A Study of HFB200603 as a Single Agent and in Combination With Tislelizumab in Adult Patients With Advanced Solid Tumors

Launched by HIFIBIO THERAPEUTICS · Mar 15, 2023

Keywords

ClinConnect Summary

This clinical trial is studying a new treatment called HFB200603, both on its own and in combination with another medication called tislelizumab, for adult patients with advanced cancers such as renal cell carcinoma, melanoma, non-small cell lung cancer, gastric cancer, and colorectal cancer. The goal is to find out how safe and tolerable this treatment is for patients. The trial has two parts: first, researchers will gradually increase the doses to determine the highest safe dose, and then they will treat participants with the doses found to be safe, grouping them based on their specific type of cancer.

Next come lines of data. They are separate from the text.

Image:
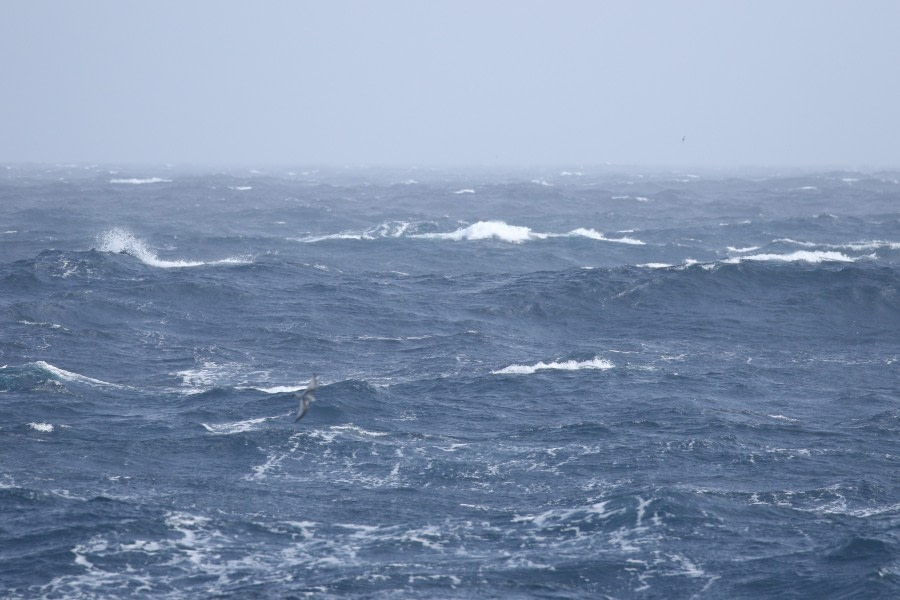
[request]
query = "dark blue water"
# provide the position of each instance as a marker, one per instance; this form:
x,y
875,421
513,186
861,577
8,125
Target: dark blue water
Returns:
x,y
615,384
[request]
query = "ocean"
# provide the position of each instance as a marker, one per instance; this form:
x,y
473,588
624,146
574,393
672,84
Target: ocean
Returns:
x,y
593,383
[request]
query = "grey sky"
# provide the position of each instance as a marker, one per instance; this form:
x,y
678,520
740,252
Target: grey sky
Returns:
x,y
451,82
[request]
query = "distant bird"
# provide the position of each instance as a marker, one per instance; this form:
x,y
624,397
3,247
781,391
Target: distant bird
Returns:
x,y
305,398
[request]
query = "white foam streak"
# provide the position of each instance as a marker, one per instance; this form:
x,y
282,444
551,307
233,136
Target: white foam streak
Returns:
x,y
135,181
570,365
69,376
594,235
484,230
121,240
237,427
799,256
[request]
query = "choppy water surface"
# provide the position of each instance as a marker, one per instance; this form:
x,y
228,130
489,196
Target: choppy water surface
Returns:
x,y
551,384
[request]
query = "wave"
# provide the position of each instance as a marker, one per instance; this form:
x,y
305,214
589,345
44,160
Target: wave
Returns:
x,y
485,230
122,241
238,426
29,375
798,256
388,229
135,181
569,365
590,233
74,377
516,234
481,230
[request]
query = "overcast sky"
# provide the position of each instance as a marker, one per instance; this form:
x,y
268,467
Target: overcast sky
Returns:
x,y
460,82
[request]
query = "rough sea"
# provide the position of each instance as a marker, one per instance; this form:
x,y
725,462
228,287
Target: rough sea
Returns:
x,y
607,383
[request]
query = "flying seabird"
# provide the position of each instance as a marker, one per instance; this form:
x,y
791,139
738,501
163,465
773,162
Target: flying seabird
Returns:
x,y
305,398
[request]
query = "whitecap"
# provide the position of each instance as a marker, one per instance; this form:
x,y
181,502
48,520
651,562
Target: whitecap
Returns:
x,y
569,365
868,245
484,230
121,240
237,426
70,376
277,389
594,235
798,256
795,242
136,181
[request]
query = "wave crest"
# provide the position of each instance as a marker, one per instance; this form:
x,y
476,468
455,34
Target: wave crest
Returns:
x,y
569,365
122,241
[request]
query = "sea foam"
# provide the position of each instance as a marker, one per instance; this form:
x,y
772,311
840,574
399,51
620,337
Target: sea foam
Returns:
x,y
569,365
485,230
136,181
799,256
121,240
70,376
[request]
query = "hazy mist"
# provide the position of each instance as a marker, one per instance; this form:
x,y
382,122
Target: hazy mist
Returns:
x,y
451,82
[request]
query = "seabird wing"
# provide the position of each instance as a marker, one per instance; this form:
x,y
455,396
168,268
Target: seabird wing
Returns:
x,y
304,408
305,398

To participate in this trial, patients must have already received certain previous treatments for their cancer. For example, those with renal cell carcinoma must have had at least two prior therapies. Participants will also need to have a specific kind of disease that can be measured and a suitable site for a biopsy before starting treatment. While in the study, patients will receive close monitoring, and they should be prepared for regular check-ups to assess how well the treatment is working and if they can tolerate the medication. It's important for potential participants to know that there are specific health conditions and recent treatments that may prevent them from joining the trial, so discussing eligibility with a healthcare provider is essential.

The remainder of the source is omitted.